The NTP servers/clients are running on Linux as KVM guests on a single machine. They are running in a minimal configuration specifying just the server with the minimum and maximum polling interval set to 4 (16 seconds), a drift file, and allowing the client access. A network jitter of 100 microseconds is simulated on the host on interface of each guest using the netem qdisc to get a more realistic network behavior. As the reference clock is used the host’s free-running system clock, provided to the guests as a virtual PTP clock (provided by ptp-kvm kernel module). The S1 server has its system clock synchronized to the PTP clock using the phc2sys program. The S2, S3, and S4 servers use phc2sys only for monitoring, measuring the time error of their clock once per second, which is what is shown in the following graphs.

The first graph shows the response of chronyd servers/clients using standard NTP with time transfer only. The S2 server has an overshoot, but it recovers quickly. The S3 and S4 servers have an larger overshoot and there is some oscillation visible. The problematic response clearly grows in the chain.

In the second test the frequency transfer is enabled between S2, S3, and S4, but not between S1 and S2. The S2 server has a similar response as in the first test, but the S3 and S4 servers have a much better response, which doesn’t grow in the chain. The stairs in the response of S3 and S4 matching the corrections of S1 indicate the frequency transfer is working well.

The third test shows the response with frequency transfer enabled between all servers. The response is now perfect, with no overshoot or oscillation visible on any server. There is just a delay in the response due to NTP polling.

This graph shows the same test as in the first graph, but using ntpd instead of chronyd. The same issue with the overshoot growing in the chain can be observed.

Accuracy test

In the following tests the clocks and network are simulated. There are 16 servers/clients synchronized in a chain with no steps in time or frequency. The S2-S16 clocks have a random-walk wander of 1 ppb/s and the network jitter on each link is 100 microseconds with an exponential distribution. The polling interval is 16 seconds.

chronyd is tested without and with the frequency transfer. ntpd is tested in two configuration of the simulated kernel PLL. One uses the Linux PLL shift of 2 and the other uses a shift of 4 corresponding to the original "nanokernel" implementation and other systems.

The following table shows the RMS time error in microseconds relative to the S1 clock measured at one-second interval:

	`chronyd`	`chronyd ext`	`ntpd PLL_SHIFT=2`	`ntpd PLL_SHIFT=4`
S1	0	0	0	0
S2	7	8	36	87
S3	11	11	53	189
S4	17	13	88	299
S5	23	14	189	450
S6	31	17	371	653
S7	38	19	719	866
S8	46	22	1158	1062
S9	57	22	1527	1246
S10	68	23	1815	1416
S11	85	25	2039	1584
S12	97	25	2447	1748
S13	115	26	3067	1915
S14	134	28	3731	2077
S15	156	31	4419	2242
S16	180	32	5331	2410

In these tests the frequency transfer implemented in chronyd reduced the time error at S16 by a factor of 5. When compared to ntpd, it is about 100x better.
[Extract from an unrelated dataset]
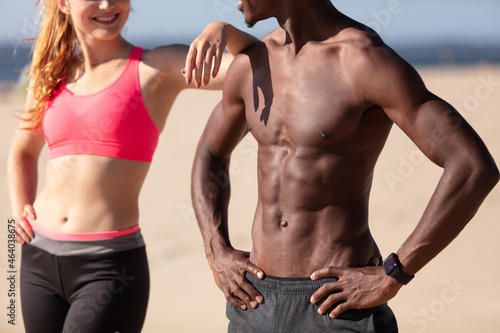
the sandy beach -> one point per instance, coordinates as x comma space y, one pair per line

For ntpd, the PLL shift of 2 has an advantage that the error starts at a smaller value than with the shift of 4, but it grows more quickly and becomes comparable at S7-S8.

The following table shows the RMS frequency error in ppm from the same set of tests:

	`chronyd`	`chronyd ext`	`ntpd PLL_SHIFT=2`	`ntpd PLL_SHIFT=4`
S1	0.0	0.0	0.0	0.0
S2	0.2	0.2	0.3	0.1
S3	0.2	0.3	0.4	0.2
S4	0.3	0.5	0.6	0.5
S5	0.5	0.7	1.2	0.9
S6	0.9	0.9	2.2	1.0
S7	1.0	1.2	3.5	1.1
S8	1.6	1.3	4.8	1.1
S9	1.7	1.4	6.8	1.2
S10	2.5	1.5	8.6	1.2
S11	3.5	1.5	9.4	1.2
S12	4.7	1.6	11.2	1.3
S13	6.2	1.6	13.8	1.4
S14	7.1	1.7	16.6	1.4
S15	9.0	1.8	19.4	1.5
S16	11.4	1.8	24.1	1.6

The frequency transfer improved the frequency accuracy at S16 by a factor of 6. It’s now comparable to ntpd with PLL shift of 4, but the time error (shown in the previous table) is very different.

Summary

Separated frequency transfer in a network synchronization protocol can significantly improve stability of time transfer. Adding support to NTPv5, or possibly as a standard extension to NTPv4, would be a significant improvement of the protocol for some implementations.